I cannot overcome my problems with the design of Figure 6 and thus the interpretations of experiments meant to exclude GABA/glutamate as participants in the signaling cascade. The authors seem to concede that S/N is a problem. This does not lend confidence to the interpretation of either positive or negative results in the figure. As it stands, the lack of full pharmacological block in Figure 6—figure supplement 1 suggests that false positives are a problem. Even more concerning is the high frequency of inward sPSCs in Figure 6G in the presence of NBQX/APV. Raw traces post antagonist may help build confidence. It seems to me that the proper design would have been to use CsCl pipet solution, -70 mV, and pharmacologically isolate GABAA sPSCs and in turn AMPAR sPSCs. This would not have affected GABA's influence on the network.

We appreciate that separating the inward and outward currents the way we did it is not standard, but it is the only way to perform the experiments in Figure 7. Therefore, we deemed it logical and necessary to show the pharmacology using this same approach rather than applying pharmacology on all inward currents. In fact, we had performed the pharmacology both ways, but felt the approaches were redundant, so we only presented the pharmacology on the separated currents for the reason stated above. However, we have in hand all of the standard pharmacology characterization proposed by the reviewer and we have added it as Figure 6—figure supplement 2, along with brief presentation of the statistics and data in the Results section. The results from the two approaches are consistent and both show the persistence of a class of inward currents in the presence of GluR blockers. We hope adding this data will convince the reviewer that the data in Figure 6 does not reflect a poor S/N.

I am still confused about the time course data shown in Figure 7. Here the effect of depolarization fades by 150 ms, while in Figures 1 and 4 the effect remains for 20-30 s.

This reviewer missed the distinction of the paradigm in Figure 7 from that in the other figures, and thus its importance, so we need to clarify. As stated above, Figure 6 definitively rules out GABA as being directly released, since the TFLLR response is not affected in the presence of the GABA antagonist.
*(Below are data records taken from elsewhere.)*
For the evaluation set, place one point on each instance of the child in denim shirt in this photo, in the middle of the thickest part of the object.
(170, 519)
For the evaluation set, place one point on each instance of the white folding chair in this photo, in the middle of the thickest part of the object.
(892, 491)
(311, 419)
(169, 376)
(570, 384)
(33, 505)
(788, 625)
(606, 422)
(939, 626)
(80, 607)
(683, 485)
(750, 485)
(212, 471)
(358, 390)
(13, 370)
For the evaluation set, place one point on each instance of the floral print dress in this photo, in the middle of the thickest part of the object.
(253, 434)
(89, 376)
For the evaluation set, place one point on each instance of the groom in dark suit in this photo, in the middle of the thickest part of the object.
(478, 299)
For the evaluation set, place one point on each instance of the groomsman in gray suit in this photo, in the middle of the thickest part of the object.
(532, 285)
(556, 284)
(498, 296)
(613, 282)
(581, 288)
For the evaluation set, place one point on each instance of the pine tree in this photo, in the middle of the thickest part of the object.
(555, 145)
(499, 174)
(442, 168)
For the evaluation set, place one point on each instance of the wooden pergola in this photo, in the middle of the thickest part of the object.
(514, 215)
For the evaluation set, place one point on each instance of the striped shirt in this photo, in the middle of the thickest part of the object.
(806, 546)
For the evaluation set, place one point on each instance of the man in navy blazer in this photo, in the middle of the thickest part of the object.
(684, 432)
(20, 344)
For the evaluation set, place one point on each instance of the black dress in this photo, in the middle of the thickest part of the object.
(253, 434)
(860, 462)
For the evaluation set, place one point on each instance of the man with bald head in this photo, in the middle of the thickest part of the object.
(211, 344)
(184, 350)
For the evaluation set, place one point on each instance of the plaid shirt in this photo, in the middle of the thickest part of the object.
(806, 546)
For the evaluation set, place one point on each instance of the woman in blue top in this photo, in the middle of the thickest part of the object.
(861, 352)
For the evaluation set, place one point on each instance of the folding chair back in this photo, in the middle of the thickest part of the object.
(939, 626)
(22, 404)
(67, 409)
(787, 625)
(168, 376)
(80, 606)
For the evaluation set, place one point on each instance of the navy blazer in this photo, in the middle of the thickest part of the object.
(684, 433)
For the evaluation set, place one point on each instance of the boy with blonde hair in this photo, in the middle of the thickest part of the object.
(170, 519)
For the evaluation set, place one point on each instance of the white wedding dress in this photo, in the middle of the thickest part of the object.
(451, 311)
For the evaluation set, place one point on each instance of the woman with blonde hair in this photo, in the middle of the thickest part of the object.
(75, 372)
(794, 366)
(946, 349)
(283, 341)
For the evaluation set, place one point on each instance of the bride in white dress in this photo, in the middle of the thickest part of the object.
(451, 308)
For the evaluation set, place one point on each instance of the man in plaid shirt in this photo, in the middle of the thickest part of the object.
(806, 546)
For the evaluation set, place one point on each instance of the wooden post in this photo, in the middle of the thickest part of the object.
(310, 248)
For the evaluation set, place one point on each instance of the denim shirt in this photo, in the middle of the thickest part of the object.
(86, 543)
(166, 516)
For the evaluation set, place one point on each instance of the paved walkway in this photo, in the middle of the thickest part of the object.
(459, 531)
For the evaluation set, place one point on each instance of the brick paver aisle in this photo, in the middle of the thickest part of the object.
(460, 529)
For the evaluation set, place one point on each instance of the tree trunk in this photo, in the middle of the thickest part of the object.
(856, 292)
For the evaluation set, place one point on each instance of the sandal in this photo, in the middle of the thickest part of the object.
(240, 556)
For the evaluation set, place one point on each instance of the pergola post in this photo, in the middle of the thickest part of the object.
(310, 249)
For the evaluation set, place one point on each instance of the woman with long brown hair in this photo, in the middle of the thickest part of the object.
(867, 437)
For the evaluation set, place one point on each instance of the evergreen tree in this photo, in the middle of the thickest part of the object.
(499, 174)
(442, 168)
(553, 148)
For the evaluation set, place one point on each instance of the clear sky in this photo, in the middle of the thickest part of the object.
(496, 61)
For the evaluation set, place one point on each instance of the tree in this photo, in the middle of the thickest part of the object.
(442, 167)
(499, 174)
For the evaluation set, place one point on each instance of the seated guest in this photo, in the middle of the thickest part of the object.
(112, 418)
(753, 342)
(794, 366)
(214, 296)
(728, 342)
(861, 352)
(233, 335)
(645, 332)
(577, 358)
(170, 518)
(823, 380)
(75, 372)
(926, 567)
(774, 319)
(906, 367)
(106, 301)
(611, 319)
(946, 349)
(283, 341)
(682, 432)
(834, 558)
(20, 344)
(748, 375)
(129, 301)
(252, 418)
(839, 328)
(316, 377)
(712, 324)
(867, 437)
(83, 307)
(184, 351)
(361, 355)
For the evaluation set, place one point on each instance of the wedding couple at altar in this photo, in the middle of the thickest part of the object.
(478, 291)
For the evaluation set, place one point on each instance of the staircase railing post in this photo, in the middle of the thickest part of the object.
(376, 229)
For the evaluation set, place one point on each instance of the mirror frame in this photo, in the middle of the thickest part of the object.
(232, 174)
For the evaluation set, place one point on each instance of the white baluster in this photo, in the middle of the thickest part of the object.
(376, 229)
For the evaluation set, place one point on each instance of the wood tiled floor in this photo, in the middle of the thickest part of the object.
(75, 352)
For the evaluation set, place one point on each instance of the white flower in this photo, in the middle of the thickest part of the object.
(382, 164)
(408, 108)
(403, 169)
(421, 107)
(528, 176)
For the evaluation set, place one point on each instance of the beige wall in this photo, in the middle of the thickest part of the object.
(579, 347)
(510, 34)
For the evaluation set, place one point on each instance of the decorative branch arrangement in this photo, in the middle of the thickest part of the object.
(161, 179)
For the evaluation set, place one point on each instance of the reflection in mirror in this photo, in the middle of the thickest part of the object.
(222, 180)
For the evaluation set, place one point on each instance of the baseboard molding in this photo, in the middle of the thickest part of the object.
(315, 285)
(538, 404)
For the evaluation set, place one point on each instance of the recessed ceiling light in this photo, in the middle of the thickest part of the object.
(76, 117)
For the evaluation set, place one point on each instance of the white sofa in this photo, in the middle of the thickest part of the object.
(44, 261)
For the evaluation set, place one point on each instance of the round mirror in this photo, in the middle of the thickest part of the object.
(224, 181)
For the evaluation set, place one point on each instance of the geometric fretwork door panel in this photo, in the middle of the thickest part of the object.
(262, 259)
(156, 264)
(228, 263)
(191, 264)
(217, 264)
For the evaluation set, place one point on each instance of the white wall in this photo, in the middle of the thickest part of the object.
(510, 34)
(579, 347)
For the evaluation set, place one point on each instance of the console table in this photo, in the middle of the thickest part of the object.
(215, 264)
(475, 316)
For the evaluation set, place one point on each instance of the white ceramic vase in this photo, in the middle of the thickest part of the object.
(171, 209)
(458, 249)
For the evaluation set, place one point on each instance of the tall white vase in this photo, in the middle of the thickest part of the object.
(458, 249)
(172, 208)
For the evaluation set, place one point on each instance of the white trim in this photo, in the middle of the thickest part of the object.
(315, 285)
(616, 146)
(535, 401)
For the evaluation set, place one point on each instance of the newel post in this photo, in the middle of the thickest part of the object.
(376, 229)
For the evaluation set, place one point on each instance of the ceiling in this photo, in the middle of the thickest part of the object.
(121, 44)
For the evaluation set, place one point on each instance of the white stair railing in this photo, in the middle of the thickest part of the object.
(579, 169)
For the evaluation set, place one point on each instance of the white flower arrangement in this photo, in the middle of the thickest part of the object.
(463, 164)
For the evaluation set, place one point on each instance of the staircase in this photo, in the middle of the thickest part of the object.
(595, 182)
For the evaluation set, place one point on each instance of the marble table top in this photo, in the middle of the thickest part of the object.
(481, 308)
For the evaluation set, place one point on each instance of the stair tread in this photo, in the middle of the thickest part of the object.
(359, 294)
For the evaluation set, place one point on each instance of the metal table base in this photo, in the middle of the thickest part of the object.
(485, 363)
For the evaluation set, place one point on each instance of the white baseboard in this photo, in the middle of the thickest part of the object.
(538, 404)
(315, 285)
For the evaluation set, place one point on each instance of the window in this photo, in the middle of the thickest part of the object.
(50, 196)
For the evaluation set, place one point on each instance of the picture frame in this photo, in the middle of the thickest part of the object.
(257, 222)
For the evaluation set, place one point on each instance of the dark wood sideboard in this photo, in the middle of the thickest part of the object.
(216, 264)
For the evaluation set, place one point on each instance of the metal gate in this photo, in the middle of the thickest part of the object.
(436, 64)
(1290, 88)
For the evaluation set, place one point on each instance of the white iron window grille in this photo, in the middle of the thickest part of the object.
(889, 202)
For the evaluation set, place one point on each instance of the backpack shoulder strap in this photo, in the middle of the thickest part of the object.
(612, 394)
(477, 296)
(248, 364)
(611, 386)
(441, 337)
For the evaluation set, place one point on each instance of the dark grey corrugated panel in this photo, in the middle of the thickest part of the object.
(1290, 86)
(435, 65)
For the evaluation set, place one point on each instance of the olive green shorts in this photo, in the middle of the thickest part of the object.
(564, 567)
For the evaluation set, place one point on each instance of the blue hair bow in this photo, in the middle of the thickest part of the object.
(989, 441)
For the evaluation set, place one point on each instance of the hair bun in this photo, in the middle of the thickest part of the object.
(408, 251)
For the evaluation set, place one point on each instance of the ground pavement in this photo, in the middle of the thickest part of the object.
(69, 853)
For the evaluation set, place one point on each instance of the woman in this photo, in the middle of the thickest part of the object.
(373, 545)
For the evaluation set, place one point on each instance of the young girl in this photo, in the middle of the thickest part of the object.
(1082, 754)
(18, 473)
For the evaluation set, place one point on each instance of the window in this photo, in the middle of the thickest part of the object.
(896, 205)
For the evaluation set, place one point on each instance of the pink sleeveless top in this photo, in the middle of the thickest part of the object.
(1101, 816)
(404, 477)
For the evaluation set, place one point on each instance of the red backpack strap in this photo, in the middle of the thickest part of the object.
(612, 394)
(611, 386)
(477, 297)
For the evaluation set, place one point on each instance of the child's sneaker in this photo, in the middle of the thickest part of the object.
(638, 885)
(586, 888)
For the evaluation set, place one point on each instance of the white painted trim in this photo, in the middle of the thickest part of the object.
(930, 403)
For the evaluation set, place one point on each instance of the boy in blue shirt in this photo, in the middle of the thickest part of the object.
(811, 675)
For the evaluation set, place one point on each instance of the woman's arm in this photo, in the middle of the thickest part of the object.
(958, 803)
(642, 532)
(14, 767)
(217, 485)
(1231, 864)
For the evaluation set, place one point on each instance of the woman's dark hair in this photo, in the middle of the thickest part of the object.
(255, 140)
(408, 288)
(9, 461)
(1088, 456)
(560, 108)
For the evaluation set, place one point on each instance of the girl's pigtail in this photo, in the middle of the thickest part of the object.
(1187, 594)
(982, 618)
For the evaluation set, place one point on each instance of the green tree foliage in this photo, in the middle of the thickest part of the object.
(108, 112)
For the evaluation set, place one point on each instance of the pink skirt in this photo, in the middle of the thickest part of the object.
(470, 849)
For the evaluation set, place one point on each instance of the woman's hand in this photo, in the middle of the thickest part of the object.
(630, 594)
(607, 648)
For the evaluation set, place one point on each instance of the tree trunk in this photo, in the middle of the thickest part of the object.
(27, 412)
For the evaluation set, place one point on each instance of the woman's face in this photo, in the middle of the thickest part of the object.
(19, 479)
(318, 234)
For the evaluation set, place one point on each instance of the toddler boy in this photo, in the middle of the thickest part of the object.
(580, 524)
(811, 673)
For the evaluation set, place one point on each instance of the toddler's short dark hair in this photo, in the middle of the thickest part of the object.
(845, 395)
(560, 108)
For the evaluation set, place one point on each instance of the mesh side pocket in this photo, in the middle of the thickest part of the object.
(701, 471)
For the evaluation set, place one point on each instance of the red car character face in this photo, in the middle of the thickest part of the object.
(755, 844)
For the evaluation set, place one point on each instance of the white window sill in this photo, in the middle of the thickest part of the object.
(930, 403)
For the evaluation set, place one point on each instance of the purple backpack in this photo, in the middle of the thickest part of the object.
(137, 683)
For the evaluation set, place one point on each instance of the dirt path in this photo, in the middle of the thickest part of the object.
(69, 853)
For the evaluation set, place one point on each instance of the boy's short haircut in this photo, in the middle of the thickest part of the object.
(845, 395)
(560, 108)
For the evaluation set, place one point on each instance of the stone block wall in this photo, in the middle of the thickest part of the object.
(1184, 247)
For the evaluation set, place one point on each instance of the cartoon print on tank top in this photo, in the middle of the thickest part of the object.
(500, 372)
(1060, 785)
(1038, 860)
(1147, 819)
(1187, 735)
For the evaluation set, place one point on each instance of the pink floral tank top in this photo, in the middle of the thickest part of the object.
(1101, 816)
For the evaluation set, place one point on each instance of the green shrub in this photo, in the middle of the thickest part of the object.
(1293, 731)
The same strategy, using a glutamate antagonist, implicates glutamate as a candidate. Therefore, we designed a protocol that would test specifically whether release of any inwardly directed current, including glutamate, was synchronized to the depolarization (i.e. immediate release). The time base in Figure 7 reflects this specific paradigm that is completely different from that in Figures 1 and 4, and all the other figures, that use trains of depolarization. In Figure 7, we use a single depolarization and analyze only the first 200 msec where a directly released transmitter action would be expected. This single action potential is not capable of activating fully the neuronal network in the way that a train of depolarization did. However, addition of TTX showed that the currents shown in Figure 7A did reflect a mild activation of the neuronal network, rather than a directly released glutamate or other ionotropic receptor transmitter. We have modified the Results section once again in an effort in order to provide a clearer rationale for this approach and highlight how this paradigm is different from that in the other figures.